It's no secret that the U.S. has been imprisoning people in Iraq without adequate cause to justify the detentions. The sudden drive to release prisoners after the embarrassment of Abu Ghraib demonstrates that many detainees should never have been taken into custody, or should have been released promptly.

Maj. Gen. John Ryder recognized that problem last fall, when he completed a report concluding that hundreds of Iraqi prisoners were being held in Abu Ghraib "despite a lack of evidence that they posed a security threat to American forces."

The unpublished report ... reflects what other senior Army officers have described as a deep concern among some American officers and officials in Iraq over the refusal of top American commanders in Baghdad to authorize the release of so-called security prisoners.

General Ryder, the Army's provost marshal, reported that some Iraqis had been held for several months for nothing more than expressing "displeasure or ill will" toward the American occupying forces. The Nov. 5 report said the process for deciding which arrested Iraqis posed security risks justifying imprisonment, and for deciding when to release them, violated the Pentagon's own policies. It also said the conditions in which they were held sometimes violated the Geneva Conventions.

Ryder gave his report to Lt. Gen. Ricardo S. Sanchez, the top American commander in Iraq, but Sanchez apparently deferred to the desire of other officers to ignore international law by keeping the prisoners locked up.

In interviews, senior Army officers have described senior officers on General Sanchez's staff as having been the major obstacle to releasing prisoners from Abu Ghraib.
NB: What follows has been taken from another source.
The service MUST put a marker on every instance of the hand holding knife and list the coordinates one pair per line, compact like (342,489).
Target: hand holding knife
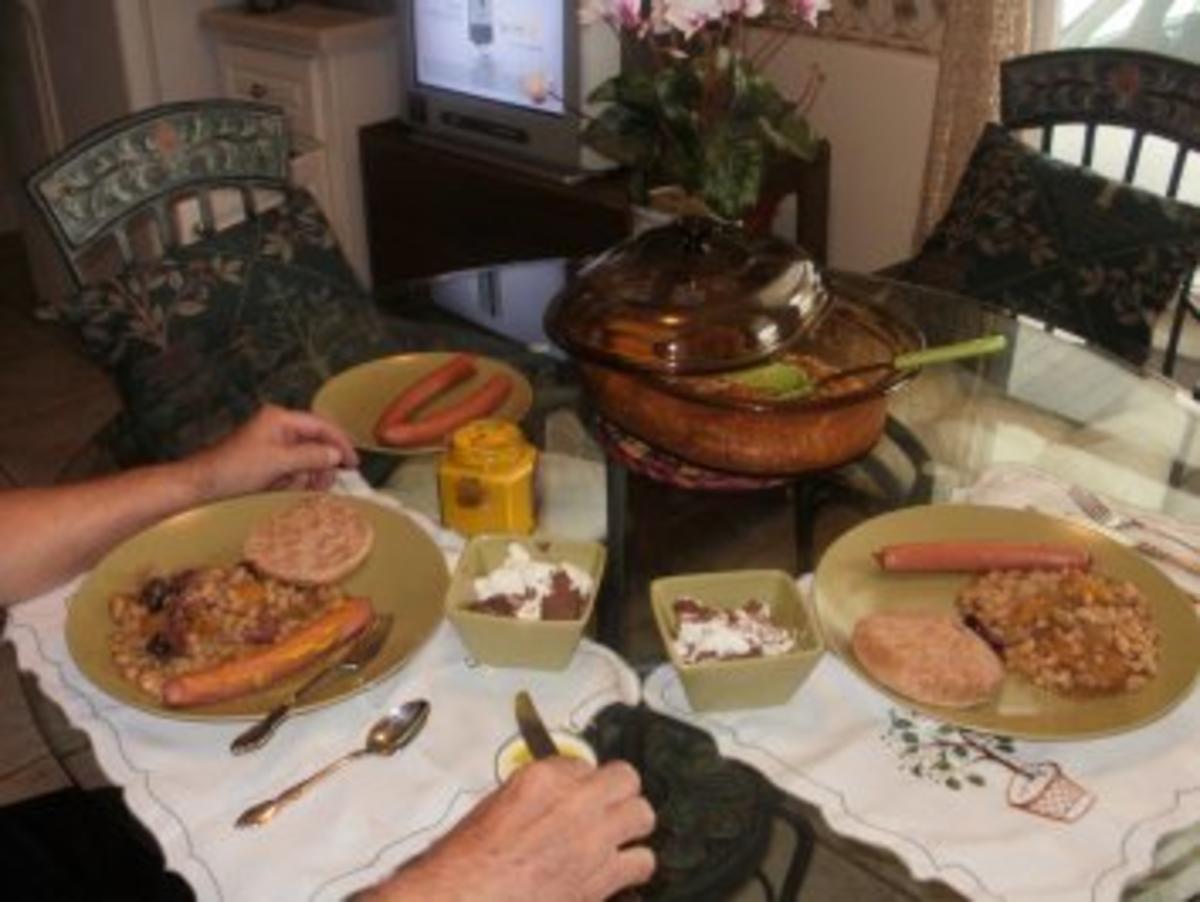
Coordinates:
(533,729)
The officers have said in particular that Brig. Gen. Barbara Fast, the top Army intelligence officer in Iraq, often ruled last fall against the release of prisoners, even against the recommendation of a military police commander and military intelligence officers at the prison.
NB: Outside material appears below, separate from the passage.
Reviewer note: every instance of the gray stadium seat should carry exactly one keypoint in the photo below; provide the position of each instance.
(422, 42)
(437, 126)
Fast was in charge of a three-member board responsible for reviewing detentions and deciding whether to release detainees. Although the board clearly wasn't doing its job, top officials in the military are defending it in terms that are inconsistent with the reality reflected in Ryder's report.

In Baghdad this week, General Kimmitt defended the procedures used by American commanders there as being even more rigorous than those required by international law. "There is a review board that is set up that is done far more frequently than required by the Geneva Conventions where a board takes a look at that person's case," he said. "And after a period of time, when those persons are deemed to no longer be a threat to the security of the nation, then they are released."

Nice try, but neither the passage of time nor diminished security threats explain the prolonged detention of people who were never a threat.

In one incident described in detail by the senior Army officer, an aggressive roundup in September brought 57 Iraqis into custody. But a review by military intelligence officers at Abu Ghraib determined that only two had intelligence value and that the rest should be freed. An American general at the headquarters in Baghdad overruled that decision, and dictated that all 57 Iraqis be kept in custody.

The sudden decision to release prisoners from Abu Ghraib wasn't motivated by a change in their status as security threats. It resulted from bad publicity surrounding Abu Ghraib that forced the release of prisoners who could have been freed months earlier. This is another example of the administration's mismanagement of the occupation of Iraq and its lack of concern for the fundamental rights of Iraqis.